For such a relatively large animal, they do a remarkable job of remaining hidden. Even at this time of the year when the trees are missing their foliage and there is little to hide them in the way of ferns or long grass, they are still hard to see. For me there are two ways to see them. Find a time and location where they are and either sit still quietly (hidden) and wait, or walk quietly through the woods being very observant. For my photography, I prefer the sit and wait approach though it can mean hours of waiting with no guarantee of success. The following seven images were taken via this method. Waiting at a location I new they used and where the lighting was good enough to take good photographs. Although the use of netting helped hide me and using quite mode on my camera, the deer still suspected something was up although they walked by, the shutter sound still made them stop and stare in my direction.
Just after taking these last three images, I heard some rustling behind me, but because of my position, couldn’t turn around easily so kept still. It is a little unnerving hearing that behind you whilst clearly getting closer. Suddenly there was loud barking. Clearly a male Roe Deer had come up behind me and must have been very close before being alerted by my presence.
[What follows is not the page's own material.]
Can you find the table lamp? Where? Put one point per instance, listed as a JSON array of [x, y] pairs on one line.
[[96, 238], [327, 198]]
It continued to bark whilst moving away and by the time I did turn around I couldn’t see him because of some undergrowth although he was still thrashing around, moving away for a while then coming closer again while all the time barking loudly. After around twenty minutes he eventually left.
The remaining encounters were from those of walking around. On two occasions I literally stumbled across them – one that was resting in the undergrowth the other I just didn’t see until the last moment. Other times I saw them in the distance and then hoped they would walk to a location that was open so I could get a good image, but they weren’t being very cooperative and were walking the wrong way, always too far away or there was a branch or something distracting in the way.
Above is the typical kind of scene I was coming across. It looks empty and bare and yet the deer were there, you just had to look carefully. Often I would look and in the distance see one or more deer in the distance looking right at me, watching me. Below is a patch of woodland with no obvious signs of there being any deer, yet there are two of them watching. The main scene was taking from my phone held on top of my long lens whist the two inserts are taken of at least two deer that I could see. If you look carefully, one of them (right insert) can be seen but not the other which is much more hidden.